The number of calves born for 1 year was 34 calves or 53.12% of the parent population,
namely 64 calves. The calf death at birth was 1 calf, so the calf crop obtained for 1 year was 33
calves or 51.56% of the parent population. The percentage of sows is 64/122 X 100% = 52.45%,
so the percentage of calves born per total population is 53.12% X 52.45% = 27.86%. The number
of deaths of beef cattle from the population for 1 year is 1 head or 1/122 X 100% = 0.81%. Based
on these results, the NI number of rowdy beef cattle business in this study was 27.86% - 0.81%
= 27.05% a year. When compared with non-adversary breeders, from 216 head of cattle taken as
random at the study site, the NI rate obtained was 25.81%. This shows that the existence of a
rowdy program can increase the population increase naturally better than non-custodial
breeders, although it is not significant because in general the management of livestock rearing is
relatively the same between custodian and non-informer breeders in the study area. When
viewed from the NI rate of cattle at the research location, it is high when compared to Indonesia's
NI rate in 1991 of 17.5% (Faculty of Animal Husbandry UGM, 1991). The high rate of NI is due to
the ideal calving interval of 13 months, and rowdy breeders already know when the livestock will
be mated so that the mating time can take place properly. although not significant because in
general the management of livestock rearing is relatively the same between custodial and non-
assist breeders in the study area. When viewed from the NI rate of cattle at the research location,
it is high when compared to Indonesia's NI rate in 1991 of 17.5% (Faculty of Animal Husbandry
UGM, 1991). The high rate of NI is due to the ideal calving interval of 13 months, and rowdy
breeders already know when the livestock will be mated so that the mating time can take place
properly. although not significant because in general the management of livestock rearing is
relatively the same between custodial and non-assist breeders in the study area. When viewed
from the NI rate of cattle at the research location, it is high when compared to Indonesia's NI rate
in 1991 of 17.5% (Faculty of Animal Husbandry UGM, 1991). The high rate of NI is due to the
ideal calving interval of 13 months, and rowdy breeders already know when the livestock will be
mated so that the mating time can take place properly.

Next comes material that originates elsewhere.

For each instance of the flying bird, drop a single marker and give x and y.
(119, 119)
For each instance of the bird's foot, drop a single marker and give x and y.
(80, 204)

The results of the research based on the results of the analysis then formulated a multiple linear
regression equation model with the following form: Y= 0.777 – 0.019X1 + 0.023X2 – 0.026X3
+0.176X4 + 0.060X5
In this study, beef cattle return time as the dependent variable was influenced by several
factors including farming experience (X1), labor allocation (X2), number of dependents (X3),
calving interval (X4) and mortality (X5). The results of the processed data in Table 9, the
independent variables that show a significant effect on the return time of beef cattle as the
dependent variable is the mortality rate, while the independent variables that show no significant
effect are labor and the number of dependents. Based on the t test, partially the independent
variable calving interval and the mortality rate obtained the regression coefficient is positive so
that it has a significant effect on the dependent variable, because the shorter the calving interval,
the faster the time to return livestock. Devendra et al.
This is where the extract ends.